Cooler heads prevail again: based on this thread and an off-list discussion, the two blob_v2() variants now return an "opaque non-NULL pointer" for length-0 blobs. They will still return 0/NULL for an SQL NULL. We also removed the value-type output pointer argument, as it adds more noise than utility.

(25) By Bo Lindbergh (_blgl_) on 2025-07-03 00:16:02 in reply to 24 [link] [source]

Thank you!

(18) By Nuno Cruces (ncruces) on 2025-07-01 22:39:10 in reply to 16 [link] [source]

Note that you can use the zeroblob functions to avoid the need for a pointer.

(20.1) By Stephan Beal (stephan) on 2025-07-02 08:31:23 edited from 20.0 in reply to 15.1 [link] [source]

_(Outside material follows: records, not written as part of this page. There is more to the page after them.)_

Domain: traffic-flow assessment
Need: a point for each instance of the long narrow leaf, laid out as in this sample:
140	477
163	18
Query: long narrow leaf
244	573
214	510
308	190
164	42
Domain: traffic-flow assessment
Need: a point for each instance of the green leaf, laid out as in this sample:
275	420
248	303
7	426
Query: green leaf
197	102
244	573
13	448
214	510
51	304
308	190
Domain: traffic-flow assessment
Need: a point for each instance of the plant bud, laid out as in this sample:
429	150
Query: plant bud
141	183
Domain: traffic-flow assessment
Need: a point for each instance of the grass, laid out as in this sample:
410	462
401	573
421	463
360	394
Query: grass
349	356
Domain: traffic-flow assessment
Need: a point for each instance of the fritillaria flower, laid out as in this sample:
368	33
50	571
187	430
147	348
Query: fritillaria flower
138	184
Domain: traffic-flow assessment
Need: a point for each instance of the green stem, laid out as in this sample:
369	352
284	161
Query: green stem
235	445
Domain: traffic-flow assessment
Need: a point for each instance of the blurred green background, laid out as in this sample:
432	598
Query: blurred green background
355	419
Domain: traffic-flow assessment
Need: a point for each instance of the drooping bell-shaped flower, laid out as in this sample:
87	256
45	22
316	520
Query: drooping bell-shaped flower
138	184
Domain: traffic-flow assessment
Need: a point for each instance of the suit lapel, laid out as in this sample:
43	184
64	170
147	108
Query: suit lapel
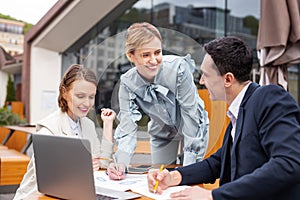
226	164
239	127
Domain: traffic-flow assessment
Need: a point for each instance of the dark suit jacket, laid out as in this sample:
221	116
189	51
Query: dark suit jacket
264	160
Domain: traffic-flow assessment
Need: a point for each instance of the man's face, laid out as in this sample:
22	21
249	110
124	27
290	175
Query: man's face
212	79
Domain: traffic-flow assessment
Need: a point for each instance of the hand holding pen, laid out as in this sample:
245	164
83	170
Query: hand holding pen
158	179
116	171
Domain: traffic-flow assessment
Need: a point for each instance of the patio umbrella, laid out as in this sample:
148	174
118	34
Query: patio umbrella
278	41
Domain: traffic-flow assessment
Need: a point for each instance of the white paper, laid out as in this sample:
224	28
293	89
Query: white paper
143	190
131	181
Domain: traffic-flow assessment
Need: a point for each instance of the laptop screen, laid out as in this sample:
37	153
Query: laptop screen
64	167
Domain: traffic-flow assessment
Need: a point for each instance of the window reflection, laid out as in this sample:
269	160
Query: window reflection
185	26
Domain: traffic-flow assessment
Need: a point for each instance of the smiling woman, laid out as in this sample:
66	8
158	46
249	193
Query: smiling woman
77	91
161	87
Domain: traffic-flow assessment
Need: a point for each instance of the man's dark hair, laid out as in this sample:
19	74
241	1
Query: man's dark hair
231	54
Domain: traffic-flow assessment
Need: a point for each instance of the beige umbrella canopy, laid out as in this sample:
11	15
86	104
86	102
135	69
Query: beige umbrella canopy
278	41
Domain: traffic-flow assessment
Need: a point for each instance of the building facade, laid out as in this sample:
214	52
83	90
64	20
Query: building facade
92	33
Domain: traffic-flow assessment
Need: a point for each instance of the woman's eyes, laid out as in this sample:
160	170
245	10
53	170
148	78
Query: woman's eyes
145	55
83	96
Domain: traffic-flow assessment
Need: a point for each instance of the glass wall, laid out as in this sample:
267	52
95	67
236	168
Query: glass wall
185	26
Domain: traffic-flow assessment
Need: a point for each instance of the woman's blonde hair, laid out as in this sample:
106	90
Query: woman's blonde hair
139	34
75	72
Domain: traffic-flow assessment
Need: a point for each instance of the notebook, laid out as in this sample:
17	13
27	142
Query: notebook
64	169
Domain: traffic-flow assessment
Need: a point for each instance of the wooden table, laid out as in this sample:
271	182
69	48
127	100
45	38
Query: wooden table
26	129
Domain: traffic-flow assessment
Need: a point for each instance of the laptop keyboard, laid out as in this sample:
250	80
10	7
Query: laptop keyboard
103	197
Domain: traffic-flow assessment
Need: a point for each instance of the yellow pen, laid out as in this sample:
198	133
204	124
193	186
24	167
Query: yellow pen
156	184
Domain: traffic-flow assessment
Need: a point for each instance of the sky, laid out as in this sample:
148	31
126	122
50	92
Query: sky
30	11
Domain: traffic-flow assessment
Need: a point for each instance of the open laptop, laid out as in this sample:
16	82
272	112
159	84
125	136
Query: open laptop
64	169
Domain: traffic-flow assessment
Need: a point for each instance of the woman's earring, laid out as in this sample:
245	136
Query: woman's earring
131	64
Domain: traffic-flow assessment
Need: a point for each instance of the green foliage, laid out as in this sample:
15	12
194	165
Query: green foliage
27	26
9	118
10	90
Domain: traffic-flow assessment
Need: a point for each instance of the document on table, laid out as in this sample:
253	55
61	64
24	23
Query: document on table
131	181
134	182
143	190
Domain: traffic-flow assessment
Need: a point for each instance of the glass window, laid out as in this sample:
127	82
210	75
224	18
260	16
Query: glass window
185	26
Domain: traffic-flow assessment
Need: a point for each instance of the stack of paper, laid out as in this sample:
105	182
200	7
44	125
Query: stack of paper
134	182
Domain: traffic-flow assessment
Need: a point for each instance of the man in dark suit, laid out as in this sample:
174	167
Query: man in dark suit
260	154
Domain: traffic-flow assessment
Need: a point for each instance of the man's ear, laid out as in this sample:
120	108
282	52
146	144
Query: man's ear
228	79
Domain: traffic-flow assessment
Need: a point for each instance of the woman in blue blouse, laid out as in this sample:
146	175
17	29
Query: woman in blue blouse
163	88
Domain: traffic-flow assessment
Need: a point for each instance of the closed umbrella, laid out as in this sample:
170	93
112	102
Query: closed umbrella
278	41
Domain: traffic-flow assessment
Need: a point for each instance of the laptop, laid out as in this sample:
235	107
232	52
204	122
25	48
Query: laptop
64	169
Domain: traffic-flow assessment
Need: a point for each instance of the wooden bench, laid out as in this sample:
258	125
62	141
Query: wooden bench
13	166
13	162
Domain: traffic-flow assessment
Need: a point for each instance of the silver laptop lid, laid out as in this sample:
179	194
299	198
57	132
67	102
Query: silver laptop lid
64	167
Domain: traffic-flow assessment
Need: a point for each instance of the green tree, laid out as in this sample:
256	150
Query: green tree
10	90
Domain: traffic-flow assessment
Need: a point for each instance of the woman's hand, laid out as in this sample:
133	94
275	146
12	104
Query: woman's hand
107	115
163	178
116	171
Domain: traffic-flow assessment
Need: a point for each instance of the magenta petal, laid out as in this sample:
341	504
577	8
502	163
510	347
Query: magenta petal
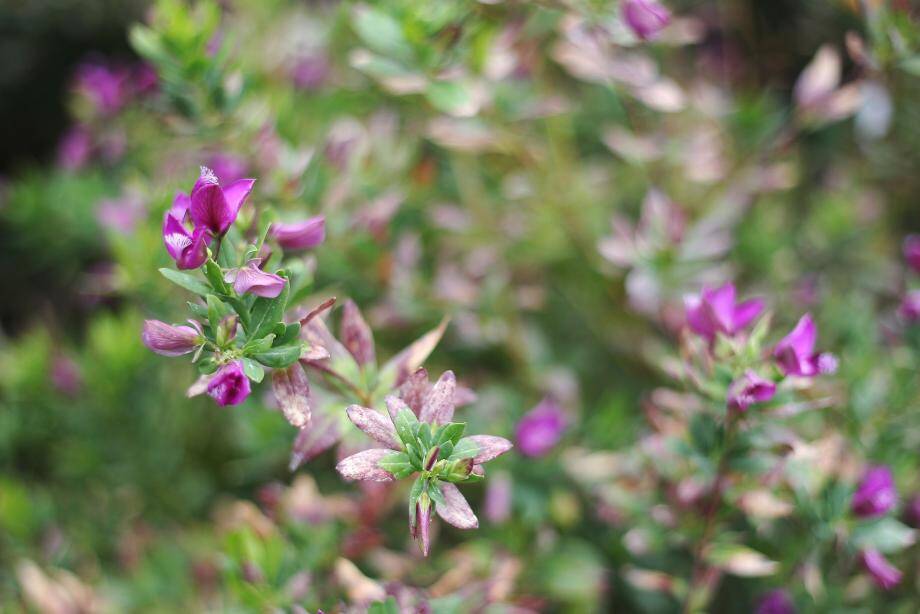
456	510
375	425
300	235
254	280
236	193
490	447
364	466
746	312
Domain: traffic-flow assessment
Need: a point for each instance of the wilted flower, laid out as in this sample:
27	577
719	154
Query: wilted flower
910	306
715	311
748	390
250	278
776	602
912	251
876	493
229	386
541	428
884	573
430	445
188	249
215	207
168	340
646	18
300	235
795	353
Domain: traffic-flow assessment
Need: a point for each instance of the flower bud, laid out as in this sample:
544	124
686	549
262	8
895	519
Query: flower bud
169	340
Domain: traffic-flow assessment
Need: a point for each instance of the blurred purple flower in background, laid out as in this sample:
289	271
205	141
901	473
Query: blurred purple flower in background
541	428
168	340
884	573
229	386
215	207
775	602
748	390
876	493
715	311
795	353
912	251
305	234
254	280
646	18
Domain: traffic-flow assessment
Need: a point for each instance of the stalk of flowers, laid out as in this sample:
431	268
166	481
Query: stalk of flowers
430	445
238	326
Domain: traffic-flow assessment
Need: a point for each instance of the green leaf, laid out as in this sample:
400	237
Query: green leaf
279	357
184	280
405	420
398	464
465	448
253	370
885	535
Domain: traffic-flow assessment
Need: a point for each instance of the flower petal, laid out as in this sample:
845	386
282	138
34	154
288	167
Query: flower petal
439	404
456	511
363	466
490	447
292	390
375	425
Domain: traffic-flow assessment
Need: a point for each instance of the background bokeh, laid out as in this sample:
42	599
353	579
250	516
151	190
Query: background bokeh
470	158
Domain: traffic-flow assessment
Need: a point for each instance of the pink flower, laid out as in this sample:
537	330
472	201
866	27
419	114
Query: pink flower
748	390
229	386
305	234
254	280
540	429
715	311
795	353
168	340
884	573
646	18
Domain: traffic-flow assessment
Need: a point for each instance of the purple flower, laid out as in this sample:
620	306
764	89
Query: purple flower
229	386
876	493
75	148
215	207
884	573
912	251
541	428
300	235
748	390
910	307
254	280
188	249
104	85
715	311
795	353
646	18
169	340
775	602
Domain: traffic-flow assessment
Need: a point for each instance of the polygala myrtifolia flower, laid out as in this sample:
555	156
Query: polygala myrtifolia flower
429	445
646	18
716	311
795	353
876	493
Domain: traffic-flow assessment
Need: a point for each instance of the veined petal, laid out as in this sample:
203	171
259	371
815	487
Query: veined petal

Edit: that addition [an output pointer for the column type] is now in the branch but ideas for alternative solutions are welcomed.

@Bo i'm not convinced that that additional argument has enough generic utility to warrant the "noise" it adds at every call point which does not care about the column's original type. If the caller cared about the type, they probably wouldn't be extracting it as text/blob or they'd dispatch based on that type before fetching its value.

My current inclination is to remove that argument.

In practice, client code tends to either (A) dispatch handling of a column by its type, handling the value on a per-type basis, or (B) fetch the value as type X and don't care what the underlying type is. Having this extra output pointer doesn't help with either of those, and the rare cases which need both can still use sqlite3_column_type() or sqlite3_value_type(), as appropriate.

Internally, fetching the column's value type from the sqlite3_value/column_text/blob_v2() interface is precisely as expensive as it is for a client to do so with sqlite3_value/column_type() - there's no shortcut for it. It's just as expensive for the library to do as it is for the client, but the internal handling of this column-type output pointer adds CPU cycles (via an if(theOutputPtr!=0) check) for every user, not just the ones want to know the column's type.

Unless a compelling argument can be made for keeping it, it's likely to be removed. Arguments for keeping it are welcomed.

(22) By Bo Lindbergh (_blgl_) on 2025-07-02 10:06:24 in reply to 20.1 [link] [source]

If you want the original type, you might want the original text encoding as well, and that brings us all the way to reply 6 in this thread. Don't stop halfway. :-)

More brainstorming: add a new result code that the *_v2 functions can return in case of SQL NULL:

#define SQLITE_OK_NULL                 (SQLITE_OK | (3<<8))

(19) By Mark Benningfield (mbenningfield1) on 2025-07-02 07:30:26 in reply to 12 [link] [source]

I'm not too particular about the exact form of the newer versions. The main sticking point is that presently, we have to call sqlite3_errcode and pray.

If the new versions provide enough information (in whatever form) to distinguish -- at the call site -- if we have an empty array, a null value, or an OOM, then I'm tickled.

I know it's tricky, because according to the standard, there's no such thing as a zero-length array, so you have to be able to maintain that invariant while still being able to say "This column has an empty array in it".

(13) By Roger Binns (rogerbinns) on 2025-07-01 14:17:41 in reply to 5.1 [link] [source]

sqlite3_column_blob_v2(stmt, col, &pBlob, &nBlob)

I appreciate the length being part of the API rather than having to separately find it out. Reduces my code size.